CloudWatch features fall into five broad categories:

  • Data collection. CloudWatch aggregates logs and collects built-in AWS resource metrics, such as EC2 CPU utilization, API Gateway latency or container infrastructure data.
  • Monitoring. CloudWatch provides a dashboard that centralizes all operational data. This function also includes alarms for abnormal readings, log and metrics correlation, and Application Insights for SQL Server and .NET workloads. Custom dashboards and alarms help IT admins correlate data and events across resources and flag anomalies.
  • Action. CloudWatch Events or metrics can automatically trigger management tasks, such as auto scaling an EC2 instance pool, or custom actions carried out by command-line interface scripts, Lambda functions or SNS topic notifications.
  • Analysis. CloudWatch can graphically display historical data via canned or custom-built views. It can also perform calculations on data or feed other Amazon data analysis services for more sophisticated study.
  • Compliance and security. CloudWatch integrates with AWS identity and access management to enforce role-based access controls on CloudWatch data and automatically encrypt stored data.

CloudWatch vs. Datadog and New Relic

CloudWatch certainly has better functionality now than it did 10 years ago. However, enterprises with sizable legacy infrastructure, as well as hybrid and multi-cloud applications, will find it lacking, with some notable deficiencies.

For example, CloudWatch can't monitor non-AWS cloud services or user-managed infrastructure. In addition, the tool has limited to no visibility into telemetry from the OS stack and running applications.

For more advanced analysis and automation, CloudWatch also requires users to export data to other services and to develop custom scripts, Lambda functions, business intelligence routines or machine learning models.

When you compare CloudWatch vs. Datadog and New Relic, both third-party tools offer capabilities that CloudWatch lacks. Datadog and New Relic provide unified infrastructure and application performance monitoring suites that include an extensive set of service integrations, pre-built dashboards and data analysis models. Along with competitors such as AppDynamics, both Datadog and New Relic are good options for organizations that want to add AWS infrastructure into a multi-platform monitoring and alerting system.

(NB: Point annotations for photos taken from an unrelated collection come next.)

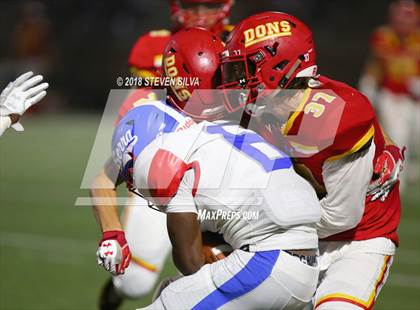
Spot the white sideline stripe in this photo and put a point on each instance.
(44, 242)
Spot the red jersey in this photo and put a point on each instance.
(331, 122)
(145, 57)
(398, 57)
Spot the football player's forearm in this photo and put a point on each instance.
(388, 140)
(105, 203)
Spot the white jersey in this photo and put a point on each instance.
(238, 184)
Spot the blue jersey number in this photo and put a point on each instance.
(255, 147)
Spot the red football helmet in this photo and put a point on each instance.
(209, 14)
(192, 57)
(266, 51)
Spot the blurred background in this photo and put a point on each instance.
(47, 246)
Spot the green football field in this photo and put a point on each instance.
(47, 245)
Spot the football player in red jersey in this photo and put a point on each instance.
(145, 229)
(392, 76)
(145, 59)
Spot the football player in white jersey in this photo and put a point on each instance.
(221, 174)
(17, 97)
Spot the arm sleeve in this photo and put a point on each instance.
(5, 123)
(183, 201)
(346, 181)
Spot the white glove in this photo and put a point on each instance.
(21, 94)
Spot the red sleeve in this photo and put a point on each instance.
(333, 121)
(165, 174)
(383, 41)
(146, 53)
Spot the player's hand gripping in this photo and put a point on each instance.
(386, 172)
(20, 95)
(113, 252)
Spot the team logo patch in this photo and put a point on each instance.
(267, 31)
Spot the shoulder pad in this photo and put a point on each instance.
(146, 53)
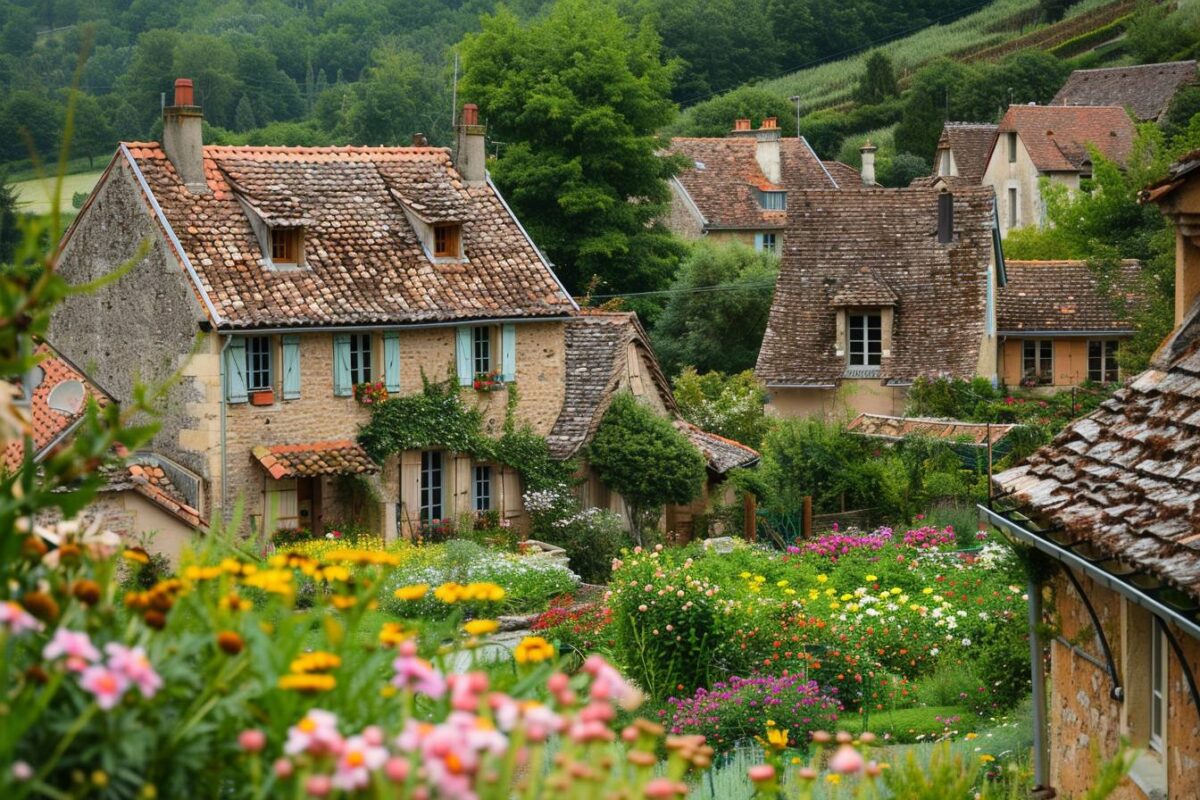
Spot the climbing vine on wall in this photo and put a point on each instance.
(436, 417)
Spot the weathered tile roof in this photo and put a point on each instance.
(971, 144)
(364, 260)
(54, 413)
(941, 289)
(1126, 477)
(1146, 90)
(725, 172)
(1066, 296)
(721, 453)
(340, 457)
(898, 427)
(1056, 137)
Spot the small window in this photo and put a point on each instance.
(258, 362)
(1102, 361)
(360, 358)
(447, 239)
(1037, 367)
(481, 349)
(287, 245)
(483, 488)
(865, 340)
(431, 485)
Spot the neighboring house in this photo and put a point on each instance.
(1115, 504)
(879, 288)
(1059, 326)
(963, 151)
(1050, 142)
(279, 281)
(141, 497)
(736, 187)
(1146, 90)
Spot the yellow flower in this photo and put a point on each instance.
(307, 684)
(481, 626)
(413, 593)
(316, 661)
(533, 649)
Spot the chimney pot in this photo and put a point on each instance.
(184, 94)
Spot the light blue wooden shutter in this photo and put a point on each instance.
(235, 371)
(391, 361)
(342, 386)
(509, 352)
(291, 367)
(462, 356)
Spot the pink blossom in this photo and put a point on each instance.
(17, 619)
(107, 685)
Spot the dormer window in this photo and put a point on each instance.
(287, 245)
(448, 240)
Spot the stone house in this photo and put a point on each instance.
(1146, 90)
(1059, 326)
(879, 288)
(1114, 505)
(1051, 142)
(736, 187)
(281, 283)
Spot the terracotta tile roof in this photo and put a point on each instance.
(54, 413)
(941, 289)
(1056, 137)
(721, 453)
(725, 173)
(364, 260)
(897, 427)
(1066, 296)
(1126, 479)
(1145, 90)
(340, 457)
(971, 144)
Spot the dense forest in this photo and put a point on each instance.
(363, 71)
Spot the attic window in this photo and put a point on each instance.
(448, 240)
(287, 245)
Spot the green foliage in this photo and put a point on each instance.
(641, 456)
(718, 308)
(579, 96)
(729, 405)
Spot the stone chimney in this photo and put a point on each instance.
(868, 154)
(471, 152)
(766, 145)
(183, 139)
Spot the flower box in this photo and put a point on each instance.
(262, 397)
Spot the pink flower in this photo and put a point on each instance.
(133, 665)
(17, 619)
(76, 645)
(107, 685)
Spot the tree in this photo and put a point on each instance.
(577, 97)
(642, 457)
(879, 82)
(717, 311)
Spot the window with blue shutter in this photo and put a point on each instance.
(235, 371)
(342, 384)
(509, 352)
(463, 355)
(291, 367)
(391, 361)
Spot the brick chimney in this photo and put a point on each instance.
(766, 145)
(868, 152)
(471, 151)
(181, 138)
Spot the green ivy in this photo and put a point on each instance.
(436, 417)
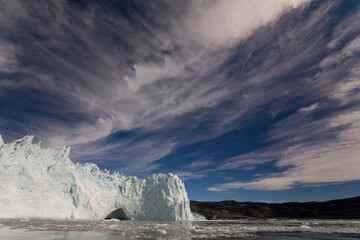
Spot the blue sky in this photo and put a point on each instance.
(244, 100)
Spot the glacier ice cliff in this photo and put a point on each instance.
(40, 182)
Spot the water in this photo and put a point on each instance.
(50, 229)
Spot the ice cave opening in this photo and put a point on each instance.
(118, 214)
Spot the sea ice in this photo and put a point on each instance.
(44, 183)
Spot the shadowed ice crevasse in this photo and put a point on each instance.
(40, 182)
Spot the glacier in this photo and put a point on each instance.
(38, 182)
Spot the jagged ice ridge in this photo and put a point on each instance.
(45, 183)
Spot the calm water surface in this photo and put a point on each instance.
(49, 229)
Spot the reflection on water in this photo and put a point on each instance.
(50, 229)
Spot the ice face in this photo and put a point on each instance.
(44, 183)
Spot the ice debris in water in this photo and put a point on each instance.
(44, 183)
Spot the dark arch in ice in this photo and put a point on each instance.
(118, 214)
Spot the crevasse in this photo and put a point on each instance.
(40, 182)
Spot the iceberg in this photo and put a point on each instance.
(40, 182)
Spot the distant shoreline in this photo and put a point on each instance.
(348, 208)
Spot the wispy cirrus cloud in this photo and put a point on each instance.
(89, 71)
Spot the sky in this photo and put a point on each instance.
(244, 100)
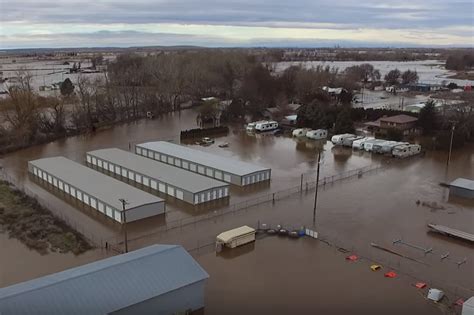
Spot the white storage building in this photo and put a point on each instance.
(221, 168)
(99, 191)
(159, 279)
(175, 182)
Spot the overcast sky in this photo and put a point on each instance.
(349, 23)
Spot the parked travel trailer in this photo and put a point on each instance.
(387, 148)
(251, 126)
(266, 126)
(338, 139)
(377, 147)
(359, 144)
(347, 142)
(236, 237)
(300, 132)
(369, 145)
(406, 150)
(317, 134)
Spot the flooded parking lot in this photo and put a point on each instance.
(379, 207)
(285, 276)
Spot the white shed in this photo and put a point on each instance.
(236, 237)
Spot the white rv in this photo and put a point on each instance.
(266, 125)
(347, 142)
(317, 134)
(251, 125)
(338, 139)
(406, 150)
(369, 145)
(359, 144)
(387, 148)
(299, 132)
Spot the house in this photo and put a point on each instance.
(462, 187)
(159, 279)
(289, 121)
(402, 122)
(272, 112)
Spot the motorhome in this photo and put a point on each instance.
(406, 150)
(387, 148)
(377, 147)
(266, 126)
(369, 145)
(347, 142)
(317, 134)
(338, 139)
(299, 132)
(251, 126)
(359, 144)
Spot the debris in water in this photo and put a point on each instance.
(433, 205)
(420, 285)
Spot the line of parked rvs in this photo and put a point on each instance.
(310, 134)
(379, 146)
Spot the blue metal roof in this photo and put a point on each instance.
(107, 285)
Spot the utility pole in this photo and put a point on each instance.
(317, 186)
(124, 222)
(451, 143)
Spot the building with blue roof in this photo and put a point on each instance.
(159, 279)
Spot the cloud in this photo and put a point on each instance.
(234, 22)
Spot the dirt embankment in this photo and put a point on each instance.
(463, 75)
(25, 219)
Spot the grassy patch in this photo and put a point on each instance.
(26, 220)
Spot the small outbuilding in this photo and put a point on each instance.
(236, 237)
(159, 279)
(462, 187)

Datadog vs. New Relic pricing

Just as their AWS monitoring features differ, Datadog and New Relic have different pricing models, as well. For example, Datadog, at the time of publication, costs $0.03 per host per hour for AWS infrastructure monitoring, while New Relic costs $149 per month for 125,000 compute units (CUs). According to New Relic, CU-based pricing calculates the monthly charge based on the size of the host -- compute power and memory -- running New Relic, and the number of hours it connects to New Relic during the month.

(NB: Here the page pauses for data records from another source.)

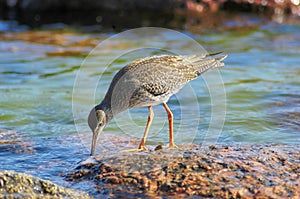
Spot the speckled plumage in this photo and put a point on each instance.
(153, 80)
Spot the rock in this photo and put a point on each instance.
(219, 171)
(21, 185)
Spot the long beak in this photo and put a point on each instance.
(95, 138)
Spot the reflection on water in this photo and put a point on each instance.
(261, 79)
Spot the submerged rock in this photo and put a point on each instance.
(20, 185)
(218, 171)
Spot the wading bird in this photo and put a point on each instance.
(147, 82)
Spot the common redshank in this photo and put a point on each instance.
(147, 82)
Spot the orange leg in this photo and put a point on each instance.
(170, 118)
(150, 118)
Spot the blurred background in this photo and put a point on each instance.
(122, 14)
(44, 43)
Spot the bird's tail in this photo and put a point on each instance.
(203, 63)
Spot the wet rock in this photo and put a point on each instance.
(20, 185)
(219, 171)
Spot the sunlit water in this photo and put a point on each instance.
(261, 81)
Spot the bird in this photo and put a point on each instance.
(146, 82)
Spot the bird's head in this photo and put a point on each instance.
(97, 120)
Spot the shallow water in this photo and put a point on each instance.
(37, 75)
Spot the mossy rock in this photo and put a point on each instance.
(20, 185)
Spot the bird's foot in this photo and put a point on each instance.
(141, 148)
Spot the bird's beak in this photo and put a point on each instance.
(96, 133)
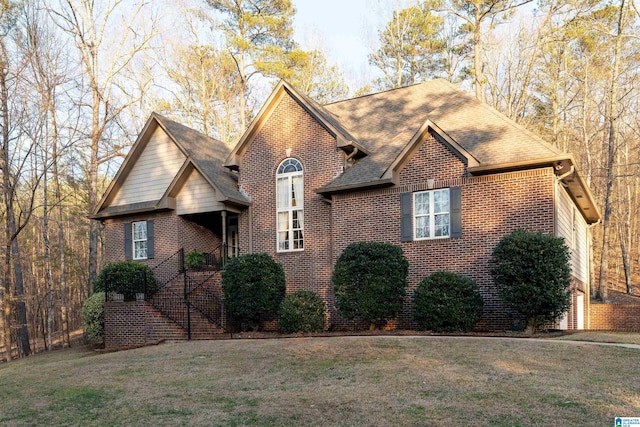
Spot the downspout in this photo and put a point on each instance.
(563, 176)
(350, 156)
(250, 231)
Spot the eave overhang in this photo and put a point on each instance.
(574, 182)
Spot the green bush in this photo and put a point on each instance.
(93, 317)
(533, 274)
(254, 287)
(195, 260)
(301, 311)
(369, 281)
(447, 302)
(126, 277)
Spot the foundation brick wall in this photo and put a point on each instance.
(171, 232)
(614, 317)
(291, 127)
(136, 323)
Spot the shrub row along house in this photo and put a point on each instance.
(427, 167)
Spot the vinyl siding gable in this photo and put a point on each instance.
(571, 225)
(153, 171)
(196, 196)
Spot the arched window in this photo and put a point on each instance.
(290, 205)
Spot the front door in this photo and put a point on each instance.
(233, 245)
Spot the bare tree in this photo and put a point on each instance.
(106, 50)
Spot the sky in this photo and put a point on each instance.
(346, 37)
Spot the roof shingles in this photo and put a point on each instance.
(384, 123)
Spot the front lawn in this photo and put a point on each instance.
(327, 381)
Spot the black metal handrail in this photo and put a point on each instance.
(170, 268)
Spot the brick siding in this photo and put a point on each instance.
(492, 207)
(291, 127)
(614, 317)
(136, 323)
(171, 232)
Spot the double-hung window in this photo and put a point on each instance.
(139, 239)
(290, 206)
(431, 214)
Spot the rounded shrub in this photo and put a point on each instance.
(302, 311)
(369, 281)
(447, 302)
(533, 274)
(254, 287)
(126, 277)
(93, 317)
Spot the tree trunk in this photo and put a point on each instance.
(477, 60)
(612, 112)
(66, 342)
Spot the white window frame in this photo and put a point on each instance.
(135, 240)
(431, 215)
(290, 209)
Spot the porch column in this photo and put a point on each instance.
(224, 229)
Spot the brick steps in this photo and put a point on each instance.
(168, 303)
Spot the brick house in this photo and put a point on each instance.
(427, 167)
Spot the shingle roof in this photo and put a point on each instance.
(384, 123)
(207, 154)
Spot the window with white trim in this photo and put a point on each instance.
(290, 206)
(431, 214)
(139, 239)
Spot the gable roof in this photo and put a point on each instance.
(205, 154)
(344, 138)
(386, 122)
(390, 124)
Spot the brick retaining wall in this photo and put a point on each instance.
(136, 323)
(614, 317)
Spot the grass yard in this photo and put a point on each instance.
(327, 381)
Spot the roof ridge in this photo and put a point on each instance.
(503, 118)
(374, 93)
(161, 118)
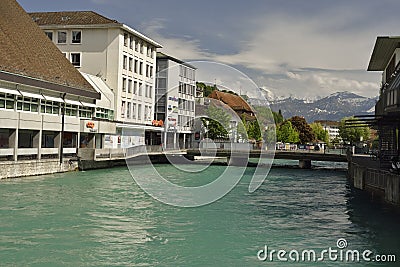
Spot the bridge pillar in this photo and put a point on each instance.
(237, 161)
(305, 164)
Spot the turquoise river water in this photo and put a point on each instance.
(102, 218)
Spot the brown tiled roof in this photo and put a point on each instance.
(234, 101)
(26, 51)
(70, 18)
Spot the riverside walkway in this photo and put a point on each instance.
(303, 156)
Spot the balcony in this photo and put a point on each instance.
(389, 101)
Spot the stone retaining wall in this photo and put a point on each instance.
(12, 169)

For more details on Datadog and New Relic pricing, visit the AWS Marketplace.

As the table below illustrates, Datadog and New Relic share many features and have the same general capabilities, but differ in the emphasis and usability of their implementations. In general, the strength of each stems from its origins: Datadog started as an infrastructure monitoring system that added APM features over time, while New Relic began as an APM platform that added infrastructure monitoring to round out its feature set.

Thus, development and DevOps teams might prefer New Relic, while IT ops teams might be more comfortable with Datadog. The following table summarizes the tools' core features:

Datadog vs. New Relic comparison chart

*According to Datadog and New Relic websites, at time of publication

Take advantage of free trial periods before you commit to one of these tools. Organizations that don't need to integrate legacy on-premises systems or workloads on other clouds into a single monitoring interface should start with Amazon CloudWatch, and only investigate third-party alternatives when they hit limits or can't access a required capability.